Flapping states of an el astically anchored wing in a uniform flow

TL;DR

This paper analyzes the stability and fluttering behavior of an elastically anchored wing in a uniform flow, combining analytical, numerical, and simulation methods to understand the transition between stable and fluttering states.

Contribution

It provides a comprehensive analytical and numerical study of the fluttering dynamics of an elastically anchored wing, explicitly incorporating wake effects via Theodorsen's theory.

Findings

Relationships between parameters governing stability and fluttering

Verification of marginal curve shape through high Reynolds number simulations

Insights into optimal configurations for energy harvesting applications

Abstract

Linear stability analysis of an elastically anchored wing in a uniform flow is investigated both analytically and numerically.

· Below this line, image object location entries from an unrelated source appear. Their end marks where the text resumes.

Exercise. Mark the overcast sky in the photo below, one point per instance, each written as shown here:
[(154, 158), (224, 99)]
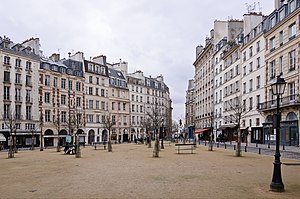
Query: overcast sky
[(155, 36)]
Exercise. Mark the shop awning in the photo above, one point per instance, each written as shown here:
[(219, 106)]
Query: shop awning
[(225, 126), (199, 131), (2, 138)]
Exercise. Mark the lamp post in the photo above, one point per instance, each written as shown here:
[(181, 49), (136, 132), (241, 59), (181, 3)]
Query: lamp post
[(277, 184)]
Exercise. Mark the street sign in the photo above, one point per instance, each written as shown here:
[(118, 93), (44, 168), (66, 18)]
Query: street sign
[(68, 139)]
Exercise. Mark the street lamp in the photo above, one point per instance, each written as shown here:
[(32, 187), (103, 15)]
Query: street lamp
[(276, 184)]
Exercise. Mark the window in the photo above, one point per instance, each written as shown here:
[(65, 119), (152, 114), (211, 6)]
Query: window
[(18, 78), (103, 105), (102, 92), (6, 77), (292, 91), (55, 82), (6, 93), (63, 117), (28, 80), (257, 46), (91, 103), (258, 62), (78, 86), (250, 103), (292, 60), (257, 123), (272, 69), (257, 100), (70, 85), (292, 5), (272, 44), (47, 97), (292, 31), (6, 60), (280, 38), (280, 64), (63, 99), (63, 83), (90, 90), (78, 102), (28, 113), (18, 63), (47, 80), (250, 85), (258, 81), (250, 66), (47, 115), (28, 65), (250, 51)]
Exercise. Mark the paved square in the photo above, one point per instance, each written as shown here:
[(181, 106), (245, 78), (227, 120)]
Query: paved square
[(130, 171)]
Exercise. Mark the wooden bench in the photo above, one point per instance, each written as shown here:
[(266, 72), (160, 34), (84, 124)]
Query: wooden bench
[(100, 143), (190, 147)]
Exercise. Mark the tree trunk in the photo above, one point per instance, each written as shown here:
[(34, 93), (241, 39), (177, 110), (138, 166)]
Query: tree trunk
[(78, 152), (156, 147), (210, 144), (10, 151), (109, 146), (238, 151), (58, 143)]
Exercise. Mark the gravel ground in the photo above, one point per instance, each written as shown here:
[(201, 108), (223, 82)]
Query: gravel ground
[(130, 171)]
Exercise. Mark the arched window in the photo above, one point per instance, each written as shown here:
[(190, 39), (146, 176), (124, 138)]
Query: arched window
[(291, 116)]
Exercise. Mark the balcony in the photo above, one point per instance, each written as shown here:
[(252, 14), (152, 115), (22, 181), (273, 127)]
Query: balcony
[(291, 100), (18, 98)]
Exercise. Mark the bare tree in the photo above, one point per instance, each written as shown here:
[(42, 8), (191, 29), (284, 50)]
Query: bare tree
[(157, 118), (57, 124), (10, 120), (237, 110), (109, 123), (147, 124)]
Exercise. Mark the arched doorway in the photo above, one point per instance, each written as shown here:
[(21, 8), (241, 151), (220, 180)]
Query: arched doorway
[(62, 137), (289, 130), (91, 136), (81, 136), (125, 135), (104, 136), (48, 138)]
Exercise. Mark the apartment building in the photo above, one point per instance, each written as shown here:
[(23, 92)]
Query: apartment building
[(61, 100), (119, 105), (253, 77), (19, 113), (97, 86), (189, 108), (158, 105), (136, 84), (282, 59)]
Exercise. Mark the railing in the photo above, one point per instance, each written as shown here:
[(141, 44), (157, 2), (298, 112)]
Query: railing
[(291, 100)]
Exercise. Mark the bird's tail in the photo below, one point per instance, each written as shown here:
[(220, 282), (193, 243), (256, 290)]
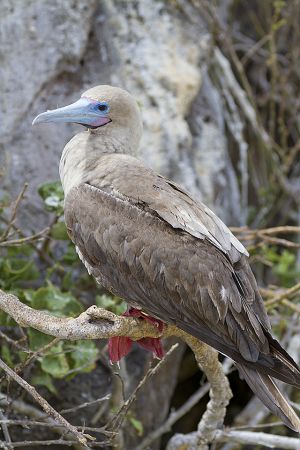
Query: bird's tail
[(267, 391)]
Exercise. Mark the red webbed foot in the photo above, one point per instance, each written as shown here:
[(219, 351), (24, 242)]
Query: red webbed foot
[(120, 346)]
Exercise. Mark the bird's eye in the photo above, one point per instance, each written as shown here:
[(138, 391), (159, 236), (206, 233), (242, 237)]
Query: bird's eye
[(103, 108)]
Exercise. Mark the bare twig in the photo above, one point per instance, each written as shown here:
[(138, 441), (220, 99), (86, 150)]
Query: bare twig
[(81, 438), (180, 412), (86, 404), (25, 240), (52, 442), (117, 420), (27, 423), (94, 323), (180, 441), (5, 430)]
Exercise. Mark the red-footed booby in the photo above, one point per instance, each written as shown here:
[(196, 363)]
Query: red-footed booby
[(147, 240)]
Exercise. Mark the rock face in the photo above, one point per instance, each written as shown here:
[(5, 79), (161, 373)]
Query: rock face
[(53, 50)]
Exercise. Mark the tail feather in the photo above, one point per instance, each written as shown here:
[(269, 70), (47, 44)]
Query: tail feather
[(267, 391)]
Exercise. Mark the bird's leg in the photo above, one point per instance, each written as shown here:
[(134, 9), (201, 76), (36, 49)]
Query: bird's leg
[(120, 346)]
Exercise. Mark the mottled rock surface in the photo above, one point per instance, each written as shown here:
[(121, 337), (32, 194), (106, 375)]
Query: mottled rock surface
[(52, 50)]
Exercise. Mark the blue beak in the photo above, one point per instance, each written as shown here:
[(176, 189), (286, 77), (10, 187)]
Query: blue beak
[(85, 112)]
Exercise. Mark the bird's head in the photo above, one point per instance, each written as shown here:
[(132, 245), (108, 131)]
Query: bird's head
[(103, 109)]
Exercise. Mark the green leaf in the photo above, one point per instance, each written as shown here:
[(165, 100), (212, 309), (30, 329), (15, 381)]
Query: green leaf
[(52, 299), (44, 379), (59, 231), (70, 257), (56, 363), (53, 196), (85, 353)]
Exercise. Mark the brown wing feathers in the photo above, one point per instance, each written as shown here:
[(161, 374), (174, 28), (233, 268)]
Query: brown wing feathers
[(183, 280)]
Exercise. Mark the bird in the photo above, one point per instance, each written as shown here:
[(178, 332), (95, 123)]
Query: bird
[(147, 240)]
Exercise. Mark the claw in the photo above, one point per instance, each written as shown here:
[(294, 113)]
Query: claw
[(120, 346)]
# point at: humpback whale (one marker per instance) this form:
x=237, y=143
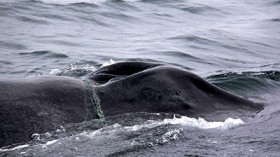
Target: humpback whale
x=44, y=103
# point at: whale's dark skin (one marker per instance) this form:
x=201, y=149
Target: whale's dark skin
x=41, y=104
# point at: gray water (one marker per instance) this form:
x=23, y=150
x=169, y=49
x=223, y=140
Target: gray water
x=233, y=44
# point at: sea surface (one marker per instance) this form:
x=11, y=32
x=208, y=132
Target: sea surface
x=232, y=44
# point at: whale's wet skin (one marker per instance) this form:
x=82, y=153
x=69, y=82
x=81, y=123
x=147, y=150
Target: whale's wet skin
x=180, y=78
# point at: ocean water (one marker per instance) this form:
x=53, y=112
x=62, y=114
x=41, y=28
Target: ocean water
x=232, y=44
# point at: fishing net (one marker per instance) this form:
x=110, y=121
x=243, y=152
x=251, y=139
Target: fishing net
x=92, y=103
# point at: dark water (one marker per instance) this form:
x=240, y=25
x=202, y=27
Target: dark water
x=233, y=44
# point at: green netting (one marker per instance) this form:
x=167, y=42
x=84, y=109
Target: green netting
x=92, y=103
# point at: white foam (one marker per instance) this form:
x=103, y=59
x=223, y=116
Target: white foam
x=203, y=124
x=65, y=2
x=55, y=72
x=111, y=61
x=15, y=148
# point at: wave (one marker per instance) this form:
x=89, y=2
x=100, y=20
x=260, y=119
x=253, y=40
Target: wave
x=47, y=54
x=67, y=2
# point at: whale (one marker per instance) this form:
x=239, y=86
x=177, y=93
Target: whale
x=45, y=103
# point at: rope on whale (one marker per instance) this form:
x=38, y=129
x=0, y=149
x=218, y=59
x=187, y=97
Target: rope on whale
x=92, y=103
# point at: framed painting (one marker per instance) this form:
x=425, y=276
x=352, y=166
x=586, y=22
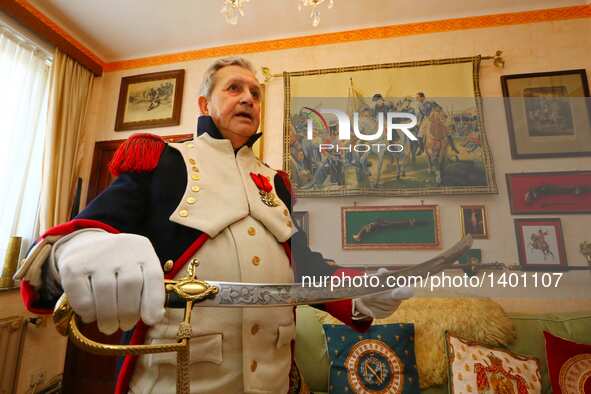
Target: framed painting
x=301, y=219
x=561, y=192
x=390, y=227
x=150, y=100
x=473, y=221
x=548, y=114
x=444, y=152
x=540, y=244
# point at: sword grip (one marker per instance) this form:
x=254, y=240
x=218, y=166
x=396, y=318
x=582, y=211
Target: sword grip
x=173, y=300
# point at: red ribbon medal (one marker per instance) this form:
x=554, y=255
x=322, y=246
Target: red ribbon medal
x=265, y=189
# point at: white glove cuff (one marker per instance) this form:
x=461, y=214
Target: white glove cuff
x=94, y=234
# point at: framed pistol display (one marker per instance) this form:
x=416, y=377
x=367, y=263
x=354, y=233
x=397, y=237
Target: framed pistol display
x=391, y=227
x=550, y=192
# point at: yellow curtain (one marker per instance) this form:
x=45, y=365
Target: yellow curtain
x=69, y=95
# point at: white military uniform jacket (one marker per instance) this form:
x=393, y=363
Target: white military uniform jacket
x=233, y=350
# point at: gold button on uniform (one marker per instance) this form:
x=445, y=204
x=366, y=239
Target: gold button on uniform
x=168, y=265
x=254, y=329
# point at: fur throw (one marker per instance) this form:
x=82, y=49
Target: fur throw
x=475, y=319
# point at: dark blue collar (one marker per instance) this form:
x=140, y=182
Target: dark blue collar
x=205, y=124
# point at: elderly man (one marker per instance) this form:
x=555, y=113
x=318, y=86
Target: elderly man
x=209, y=199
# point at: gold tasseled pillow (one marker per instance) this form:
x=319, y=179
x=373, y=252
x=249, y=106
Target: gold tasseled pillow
x=475, y=319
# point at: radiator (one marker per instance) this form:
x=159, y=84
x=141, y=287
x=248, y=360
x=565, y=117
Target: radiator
x=12, y=331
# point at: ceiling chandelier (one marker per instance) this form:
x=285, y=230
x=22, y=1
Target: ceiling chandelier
x=315, y=14
x=232, y=9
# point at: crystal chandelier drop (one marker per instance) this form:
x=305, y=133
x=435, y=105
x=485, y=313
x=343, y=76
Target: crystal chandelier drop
x=232, y=9
x=315, y=14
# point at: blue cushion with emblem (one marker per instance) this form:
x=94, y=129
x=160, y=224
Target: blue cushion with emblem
x=381, y=360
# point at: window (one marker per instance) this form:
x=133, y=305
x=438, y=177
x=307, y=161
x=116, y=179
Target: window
x=24, y=86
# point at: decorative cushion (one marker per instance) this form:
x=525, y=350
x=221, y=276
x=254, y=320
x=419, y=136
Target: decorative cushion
x=476, y=319
x=475, y=368
x=569, y=365
x=381, y=360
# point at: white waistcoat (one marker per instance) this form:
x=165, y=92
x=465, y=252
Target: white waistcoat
x=233, y=350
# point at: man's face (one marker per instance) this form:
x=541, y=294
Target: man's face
x=235, y=103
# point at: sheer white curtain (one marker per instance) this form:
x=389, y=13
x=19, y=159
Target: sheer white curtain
x=24, y=82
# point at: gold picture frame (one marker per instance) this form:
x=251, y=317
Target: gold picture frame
x=377, y=227
x=473, y=221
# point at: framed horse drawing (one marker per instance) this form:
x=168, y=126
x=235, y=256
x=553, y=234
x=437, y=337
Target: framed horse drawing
x=403, y=129
x=540, y=244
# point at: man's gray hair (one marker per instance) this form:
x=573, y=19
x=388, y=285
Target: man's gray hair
x=208, y=82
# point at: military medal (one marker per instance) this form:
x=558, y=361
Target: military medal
x=265, y=189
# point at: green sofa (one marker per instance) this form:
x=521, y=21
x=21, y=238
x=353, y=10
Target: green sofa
x=312, y=358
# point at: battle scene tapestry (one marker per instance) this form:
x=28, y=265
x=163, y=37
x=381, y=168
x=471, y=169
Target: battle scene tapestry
x=449, y=153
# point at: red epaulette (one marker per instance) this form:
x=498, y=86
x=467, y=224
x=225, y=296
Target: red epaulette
x=285, y=178
x=139, y=153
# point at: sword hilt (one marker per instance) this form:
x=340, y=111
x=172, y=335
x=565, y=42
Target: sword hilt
x=179, y=294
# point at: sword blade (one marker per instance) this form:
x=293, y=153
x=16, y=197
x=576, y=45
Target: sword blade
x=238, y=294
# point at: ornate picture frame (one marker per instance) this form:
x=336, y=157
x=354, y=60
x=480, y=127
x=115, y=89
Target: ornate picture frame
x=379, y=227
x=558, y=192
x=473, y=221
x=548, y=114
x=540, y=244
x=302, y=221
x=150, y=100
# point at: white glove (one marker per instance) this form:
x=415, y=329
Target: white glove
x=114, y=279
x=381, y=305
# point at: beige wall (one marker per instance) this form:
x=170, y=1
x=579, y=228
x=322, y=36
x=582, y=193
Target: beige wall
x=44, y=350
x=527, y=48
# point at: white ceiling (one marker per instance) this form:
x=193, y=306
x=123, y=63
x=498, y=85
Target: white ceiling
x=128, y=29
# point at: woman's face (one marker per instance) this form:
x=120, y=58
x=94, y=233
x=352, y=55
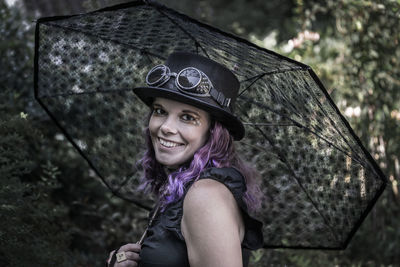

The analytical formulation explicitly takes into account the effect of the wake on the wing by means of Theodorsen's theory. Three different parameters non-trivially rule the observed dynamics: mass density ratio between wing and fluid, spring elastic constant and distance between the wing center of mass and the spring anchor point on the wing. We found relationships between these parameters which rule the transition between stable equilibrium and fluttering. The shape of the resulting marginal curve has been successfully verified by high Reynolds number direct numerical simulations. Our findings are of interest in applications related to energy harvesting by fluid-structure interaction, a problem which has recently attracted a great deal of attention. The main aim in that context is to identify the optimal physical/geometrical system configuration leading to large sustained motion, which is the source of energy we aim to extract.